Orange 21 says it has received approval of its request to transfer its listing to the Nasdaq Capital Market, with effect from May 8. The parent company of Spy Optic had made the request after receiving a notice from Nasdaq last April 21 that it no longer met the requirements to be listed on Nasdaq's Global Market. For this larger market, a company must maintain $10 million in stockholders' equity. Orange 21 felt that it was more beneficial to the company to transfer its listing than to try to maintain its Global Market listing. The company said the transfer could result in some minor savings.

For the full year 2008, net sales of Orange 21 grew by 2 percent to $47.3 million. In the first six months they grew by 20 percent, but they fell by 9 percent in the third quarter and by 19 percent in the fourth one.
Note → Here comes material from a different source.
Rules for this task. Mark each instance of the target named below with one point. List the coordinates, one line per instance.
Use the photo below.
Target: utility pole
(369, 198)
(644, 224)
The company said the decreases in the second half were due to the slumping economy and customers' trimming discretionary spending.

The gross profit for the year was off by 7 percent to $21.3 million because of the euro's strengthening against the dollar in the first half of 2008 and increased discounting and a drop in sales in the second half.

Last January, the company allowed its shareholders to buy new stock at 80 cents per share, which raised $2.4 million in new equity for Orange 21. In a conference call, the chief executive, Stone Douglass, said the company has more recently allocated unsubscribed rights to additional investors, resulting in about $500,000 of additional investment. It also cut the pay of its American workers by 10 percent, saving about $75,000 per quarter. Another $500,000 was saved by arranging a compensated 13-week leave program for its Italian workers.